[mythtv-users] XvMC and libmpeg2 to be dropped in 0.25

Michael T. Dean mtdean at thirdcontact.com
Tue Dec 7 18:14:27 UTC 2010


  On 12/07/2010 09:31 AM, Brian Wood wrote:
> On Monday, December 06, 2010 01:44:13 pm Michael T. Dean wrote:
>> On 12/06/2010 03:26 PM, Nick Rout wrote:
>>> yep. of course much of it will still work as a file or print server
>>> too.
>> Or as a MythTV backend.
>>
>> Dedicated backends don't need to be fast.  Only people who feel they
>> need faster-than-real-time commercial detection or transcoding need
>> fast backend systems (and, in truth, even they don't--they only need
>> fast mythjobqueue systems, and can easily disable jobs on their slow
>> backends).
>>
>> My backend system can't even decode the video it records in real
>> time--let alone play it back using Xv or OpenGL or VDPAU.
>>
>> You only need frontends that have 21st-century video output.
> The exception would be if you were using software encoding,

True.  My unsaid implication is that there's not really any good reason 
to use frame grabbers/software encoding in 2010.  :)

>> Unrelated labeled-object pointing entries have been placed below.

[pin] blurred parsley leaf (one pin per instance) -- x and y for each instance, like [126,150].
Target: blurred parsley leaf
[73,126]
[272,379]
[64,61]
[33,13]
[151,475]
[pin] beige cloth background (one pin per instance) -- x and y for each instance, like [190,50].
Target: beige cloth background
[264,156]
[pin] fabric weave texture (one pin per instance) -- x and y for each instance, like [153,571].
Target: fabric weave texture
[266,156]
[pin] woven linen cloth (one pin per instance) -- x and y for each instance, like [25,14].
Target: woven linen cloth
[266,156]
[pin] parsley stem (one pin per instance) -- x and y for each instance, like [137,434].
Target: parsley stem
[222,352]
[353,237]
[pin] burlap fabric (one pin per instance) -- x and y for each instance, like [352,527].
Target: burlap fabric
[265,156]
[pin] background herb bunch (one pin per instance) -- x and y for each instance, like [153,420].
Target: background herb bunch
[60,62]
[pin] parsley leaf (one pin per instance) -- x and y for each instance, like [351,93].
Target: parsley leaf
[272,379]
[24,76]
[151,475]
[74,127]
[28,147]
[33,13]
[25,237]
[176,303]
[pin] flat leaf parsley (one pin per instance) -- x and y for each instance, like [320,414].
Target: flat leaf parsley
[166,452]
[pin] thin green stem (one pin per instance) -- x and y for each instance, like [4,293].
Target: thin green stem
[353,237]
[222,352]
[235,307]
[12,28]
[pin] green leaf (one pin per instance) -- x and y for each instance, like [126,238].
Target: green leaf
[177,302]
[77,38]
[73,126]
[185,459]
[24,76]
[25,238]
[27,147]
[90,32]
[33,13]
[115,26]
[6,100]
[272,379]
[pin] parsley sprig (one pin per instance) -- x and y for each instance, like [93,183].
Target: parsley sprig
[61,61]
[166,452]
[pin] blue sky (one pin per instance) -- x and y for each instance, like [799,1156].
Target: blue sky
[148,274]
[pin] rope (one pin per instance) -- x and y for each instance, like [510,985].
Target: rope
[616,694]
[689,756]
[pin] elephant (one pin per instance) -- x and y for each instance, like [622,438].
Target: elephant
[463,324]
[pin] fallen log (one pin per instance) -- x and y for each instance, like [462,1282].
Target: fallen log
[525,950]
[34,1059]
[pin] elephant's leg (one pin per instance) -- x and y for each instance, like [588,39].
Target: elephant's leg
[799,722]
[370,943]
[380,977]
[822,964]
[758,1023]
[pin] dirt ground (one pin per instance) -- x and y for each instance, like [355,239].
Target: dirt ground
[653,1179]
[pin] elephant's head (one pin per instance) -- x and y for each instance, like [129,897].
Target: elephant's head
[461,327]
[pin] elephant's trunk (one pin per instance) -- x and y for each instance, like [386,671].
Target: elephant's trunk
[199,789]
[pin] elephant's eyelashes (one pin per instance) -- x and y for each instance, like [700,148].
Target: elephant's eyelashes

(Sure, those OC people who feel that they can better tweak the quality 
of their analog NTSC/PAL by using a software encoder which allows the 
application of filters and more control over the encoding options can 
continue to do so--but I think if they were to discover that the weak 
point in the chain is not the ivtv encoding options, but the NTSC/PAL, 
they might reconsider.  Regardless, someone who chooses to use an 
inefficient mechanism for recording TV will have to take responsibility 
for making such hardware available and figuring out what to do with the 
underpowered frontend systems they may have acquired. :)

>   but I
> suspect not too many Myth users are doing this. ATSC and QAM signals are
> already encoded, you just have to record the stream, and capture devices
> with on-board mpeg2 encoding are pretty reasonably priced these days.

True.

> Of course simple frame grabbers are really cheap (as opposed to
> "reasonably priced"), but you wind up paying in CPU cycles and
> kilowatts.

Yes.  And, really, if you do your shopping well, there's not much 
difference between "cheap" and "reasonably priced".